La vaccinazione anti Covid alle Molinette di Torino - Ansa
Parlare di quinta ondata di Covid-19 non trova d’accordo tutti gli esperti, che però in genere ribadiscono che è opportuno tenere alta la guardia anche se dal 31 marzo alcune misure di precauzione non saranno più obbligatorie. Gran parte dei dubbi riguardano gli sviluppi della variante Omicron 2, riconosciuta come ancora più contagiosa della parente Omicron. E il ritorno alla gestione sanitaria ordinaria, dopo la fine dello stato di emergenza, non lascia tranquilla la Federazione nazionale degli Ordini dei medici chirurghi e degli odontoiatri (Fnomceo), che per bocca del suo presidente Filippo Anelli osserva: «La gestione centralizzata si è dimostrata virtuosa, in particolare per la campagna vaccinale. Oggi il timore è che tutto torni alle Regioni, con i limiti di disomogeneità che conosciamo».
Ammonisce a «non avere la memoria corta» Fabio Ciciliano, dirigente della Polizia e componente del Comitato tecnico-scientifico (Cts) destinato a sciogliersi tra 10 giorni, ma osserva che «significa che le condizioni generali del Paese possono consentire il ritorno a una gestione normale del fenomeno sui territori», anche se la pandemia non è finita. «Quello che deve essere valutato – sottolinea – è l’impatto sui sistemi sanitari regionali dei nuovi ricoveri nei reparti ordinari di degenza Covid e nelle terapie intensive. I numeri sono in riduzione dal picco della seconda settimana di gennaio scorso». Ieri i nuovi casi in Italia sono stati 32.573 (meno di domenica ma più di lunedì 14) e i morti 119: scesa di 4 l’occupazione di posti letto in terapia intensiva, ma aumentati di 298 i ricoverati in reparti ordinari.
Più preoccupato l’epidemiologo Pier Luigi Lopalco (docente di Igiene dall’Università del Salento): «È sicuramente l’innesco di una nuova ondata», sia per la presenza della nuova variante di Sars-CoV-2, «più trasmissibile di Omicron 1», sia per «l’abbassamento delle misure individuali di protezione, successivo al cambio di regole delle ultime settimane». E ribadisce l’appello a vaccinarsi, soprattutto gli over50 ancora privi di terza dose. Il virologo Fabrizio Pregliasco (direttore sanitario dell’ospedale Galeazzi di Milano) predica «prudenza e progressività nelle misure perché si potrebbe anche dover tornare indietro. Diciamo che questo virus ci darà ancora del filo da torcere». Gli effetti sono meno “pesanti” sia perché il virus è meno “cattivo” sia perché abbiamo una quota notevole di vaccinati e guariti.
Più ottimista Matteo Bassetti, direttore di Malattie infettive del Policlinico San Martino di Genova: «Non credo che siamo di fronte a una quinta ondata. Forse è la prima ondata di un virus depotenziato perché non è paragonabile alle precedenti quattro ondate e perché i nostri ospedali hanno pressione zero. Ovvero, questo aumento dei contagi non porta a una malattia grave».
«Credo che anche i ricoveri aumenteranno nei prossimi giorni – osserva Andrea Crisanti, direttore del Dipartimento di medicina molecolare dell’università di Padova –. Ma la sottovariante Omicron 2 non lascia scelta: bisogna proteggere i fragili. Non si può fare nulla con questi livelli di trasmissione, non funziona nessuna misura parziale. Quindi proseguiamo con le riaperture».

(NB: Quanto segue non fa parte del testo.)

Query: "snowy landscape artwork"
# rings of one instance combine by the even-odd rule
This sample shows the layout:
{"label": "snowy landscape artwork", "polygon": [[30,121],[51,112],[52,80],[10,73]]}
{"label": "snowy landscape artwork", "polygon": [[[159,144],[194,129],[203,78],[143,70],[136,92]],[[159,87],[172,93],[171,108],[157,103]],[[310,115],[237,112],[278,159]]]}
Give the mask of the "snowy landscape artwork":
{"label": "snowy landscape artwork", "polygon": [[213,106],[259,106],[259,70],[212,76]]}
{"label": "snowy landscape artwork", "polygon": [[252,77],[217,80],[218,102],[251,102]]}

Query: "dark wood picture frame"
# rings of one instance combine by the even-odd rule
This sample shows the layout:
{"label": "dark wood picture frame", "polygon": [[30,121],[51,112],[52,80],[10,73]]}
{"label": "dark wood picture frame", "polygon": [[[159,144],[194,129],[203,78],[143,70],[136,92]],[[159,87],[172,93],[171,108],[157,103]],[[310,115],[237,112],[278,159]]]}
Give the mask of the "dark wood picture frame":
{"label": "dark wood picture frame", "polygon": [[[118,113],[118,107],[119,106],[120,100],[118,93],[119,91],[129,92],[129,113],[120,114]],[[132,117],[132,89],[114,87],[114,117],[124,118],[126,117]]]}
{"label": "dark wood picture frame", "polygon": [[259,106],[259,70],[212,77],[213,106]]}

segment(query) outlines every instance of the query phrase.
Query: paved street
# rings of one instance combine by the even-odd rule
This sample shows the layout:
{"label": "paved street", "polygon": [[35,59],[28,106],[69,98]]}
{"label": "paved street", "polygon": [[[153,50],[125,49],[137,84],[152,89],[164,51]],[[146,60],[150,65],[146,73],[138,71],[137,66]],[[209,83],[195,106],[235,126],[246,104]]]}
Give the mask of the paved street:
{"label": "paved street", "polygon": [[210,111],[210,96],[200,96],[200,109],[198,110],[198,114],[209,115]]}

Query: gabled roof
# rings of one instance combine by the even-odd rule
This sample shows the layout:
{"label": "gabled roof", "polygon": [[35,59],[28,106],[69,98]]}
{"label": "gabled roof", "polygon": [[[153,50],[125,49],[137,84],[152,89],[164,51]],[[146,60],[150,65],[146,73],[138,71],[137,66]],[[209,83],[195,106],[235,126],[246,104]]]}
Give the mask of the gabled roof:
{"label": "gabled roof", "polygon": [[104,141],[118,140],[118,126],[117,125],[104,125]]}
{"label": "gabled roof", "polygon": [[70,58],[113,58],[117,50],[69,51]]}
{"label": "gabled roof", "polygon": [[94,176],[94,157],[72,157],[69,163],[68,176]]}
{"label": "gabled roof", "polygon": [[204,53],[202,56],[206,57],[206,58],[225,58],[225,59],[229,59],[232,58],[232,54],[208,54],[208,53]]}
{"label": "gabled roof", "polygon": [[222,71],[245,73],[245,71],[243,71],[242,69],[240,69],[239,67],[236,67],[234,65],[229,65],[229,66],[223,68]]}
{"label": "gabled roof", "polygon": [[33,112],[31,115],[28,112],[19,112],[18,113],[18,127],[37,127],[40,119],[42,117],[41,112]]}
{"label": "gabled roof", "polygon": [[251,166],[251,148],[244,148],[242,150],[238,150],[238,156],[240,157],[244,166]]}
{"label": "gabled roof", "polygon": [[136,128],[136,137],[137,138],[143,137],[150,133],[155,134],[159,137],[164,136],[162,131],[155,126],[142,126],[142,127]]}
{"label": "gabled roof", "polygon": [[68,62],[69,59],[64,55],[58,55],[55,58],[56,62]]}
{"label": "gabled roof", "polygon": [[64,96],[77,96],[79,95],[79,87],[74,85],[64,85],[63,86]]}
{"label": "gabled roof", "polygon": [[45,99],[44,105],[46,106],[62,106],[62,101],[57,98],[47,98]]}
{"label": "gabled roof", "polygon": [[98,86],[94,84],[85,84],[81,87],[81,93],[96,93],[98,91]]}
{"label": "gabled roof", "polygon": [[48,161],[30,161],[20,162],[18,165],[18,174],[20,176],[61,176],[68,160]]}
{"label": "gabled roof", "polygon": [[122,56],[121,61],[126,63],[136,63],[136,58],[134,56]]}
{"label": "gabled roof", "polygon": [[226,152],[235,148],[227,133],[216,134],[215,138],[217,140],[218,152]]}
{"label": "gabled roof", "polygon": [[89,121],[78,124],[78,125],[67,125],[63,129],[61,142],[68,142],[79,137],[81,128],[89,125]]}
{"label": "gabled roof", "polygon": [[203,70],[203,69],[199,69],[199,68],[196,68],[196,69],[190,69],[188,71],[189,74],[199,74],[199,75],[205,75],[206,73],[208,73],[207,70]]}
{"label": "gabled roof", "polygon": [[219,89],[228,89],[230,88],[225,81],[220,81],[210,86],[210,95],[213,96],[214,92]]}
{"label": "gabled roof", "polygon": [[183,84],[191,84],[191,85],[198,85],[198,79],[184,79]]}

Anzi, contesta i tempi: «io avrei liberalizzato tutto e subito a partire da fine gennaio, perché aspettare è stato controproducente. Le persone che si infettano adesso sono più vulnerabili, perché è passato più tempo dalla vaccinazione e dall’ultima volta che si sono infettati». Anche Massimo Clementi, direttore del Laboratorio di microbiologia e virologia dell’università Vita-Salute San Raffaele di Milano, nega la quinta ondata: «È un virus che nella sua evoluzione ha modificato non soltanto le caratteristiche genetiche, ma anche quelle fenotipiche: dà cioè un’infezione diversa. Se continua così, auspicabilmente potrebbe diventare un’infezione stagionale delle vie aeree superiori». Quindi, «il percorso di riaperture va portato avanti così come è stato annunciato».
Che si tratti di un virus molto diverso («molto attenuato) da quello originale è convinta Maria Rita Gismondo, direttrice del Laboratorio di microbiologia clinica dell’ospedale Sacco di Milano, che invita a «non cedere al panico».